I’ve written up a pair of reviews for this series at videolamer, but I wanted to go into a little bit more about the atmosphere of Digital Devil Saga – because it is nearly perfect for a post-apocalyptic game (with no real-world tie in beyond vague references to global warming).  I grabbed the soundtrack for this game, and while I don’t think it’s as good as Shoji Meguro’s work in the Persona series, it’s still pretty solid and brought this to mind.

Digital Devil Saga is depressing, but each game is depressing in a different way.  DDS1 deals with death to some degree, but the bulk of the sadness comes from the world rather than individual loss.  The Junkyard is a sparse, desolate place where there is an endless rain.  No sun shines upon it (even when, near the end, the rain actually stops).  Even the clothes its denizens wear are gray, with only a single splash of color to indicate one’s clan.  If things weren’t bland enough, even the pupils of the characters are gray (until certain events start occurring, indicating a resurgence of lost emotion – at which point, naturally, their pupils match their hair color).

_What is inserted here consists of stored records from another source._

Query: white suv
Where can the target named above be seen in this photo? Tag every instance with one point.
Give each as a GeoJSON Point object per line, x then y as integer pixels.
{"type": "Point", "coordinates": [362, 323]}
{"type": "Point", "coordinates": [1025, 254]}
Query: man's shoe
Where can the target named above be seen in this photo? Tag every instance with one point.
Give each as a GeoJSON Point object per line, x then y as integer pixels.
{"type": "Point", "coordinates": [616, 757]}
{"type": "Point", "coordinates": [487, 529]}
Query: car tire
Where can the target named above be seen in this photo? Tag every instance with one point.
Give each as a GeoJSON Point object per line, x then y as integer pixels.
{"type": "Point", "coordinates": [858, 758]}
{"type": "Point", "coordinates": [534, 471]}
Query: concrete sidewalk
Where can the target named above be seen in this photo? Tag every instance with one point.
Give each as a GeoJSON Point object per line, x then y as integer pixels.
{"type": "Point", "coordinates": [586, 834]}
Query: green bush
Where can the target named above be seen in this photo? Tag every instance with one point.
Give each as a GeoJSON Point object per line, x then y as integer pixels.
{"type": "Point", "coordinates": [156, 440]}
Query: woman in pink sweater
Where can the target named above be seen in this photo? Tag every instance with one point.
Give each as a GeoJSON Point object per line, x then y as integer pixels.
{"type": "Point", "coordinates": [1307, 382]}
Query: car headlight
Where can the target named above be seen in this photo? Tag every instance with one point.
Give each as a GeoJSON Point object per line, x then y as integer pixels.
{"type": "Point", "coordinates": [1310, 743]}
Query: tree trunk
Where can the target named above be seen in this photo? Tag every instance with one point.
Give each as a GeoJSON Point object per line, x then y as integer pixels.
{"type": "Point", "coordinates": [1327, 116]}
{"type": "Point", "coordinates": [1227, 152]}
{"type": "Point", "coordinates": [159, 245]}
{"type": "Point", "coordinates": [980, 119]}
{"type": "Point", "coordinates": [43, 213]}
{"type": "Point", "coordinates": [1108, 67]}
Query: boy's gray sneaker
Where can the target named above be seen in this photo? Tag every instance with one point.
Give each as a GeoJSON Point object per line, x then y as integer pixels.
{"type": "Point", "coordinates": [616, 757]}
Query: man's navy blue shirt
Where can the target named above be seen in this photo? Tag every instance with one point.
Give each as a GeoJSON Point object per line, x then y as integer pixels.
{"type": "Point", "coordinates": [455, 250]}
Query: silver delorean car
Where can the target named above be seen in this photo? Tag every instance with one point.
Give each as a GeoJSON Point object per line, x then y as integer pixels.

The colors aside, the landmarks in the junkyard evoke a similar feeling of desolation.  Though the fortresses of each clan are impressive, they are not in themselves that interesting.  More so are the various non-fortress places you wander; a beached battleship, with a giant rip in its side, a single standing building among several that were torn in half (serving as a temporary hideout), and finally what appears to be an ancient theme park attraction.

Unfortunately, pictures of these areas are not really possible to find via google.

In Digital Devil Saga 2, the focus becomes less on atmosphere (though it is still there) and more on individuals.  The new character, Roland, is an old drunkard who is trying to forget a terrible event in his past.  The old characters are much better fleshed out (aside from Cielo – who remains a comic-relief Jamaican guy throughout.  Apparently there is dialogue that tells his past, but nobody cared enough to mention it in the main story line).  Heat, in particular – who is the most expressive character in the first game – is really interesting.  He has an incredible, bordering on unrealistic, aggressiveness that is suddenly explained all at once (along with the past of most of the characters).  His friendship (?) with Serph becomes strained in most of the first game (he is constantly complaining that Serph is the leader, while he is clearly the strongest).  It really becomes a focus in the second game to great effect.  It turns DDS2 into a very human – albeit depressing – story.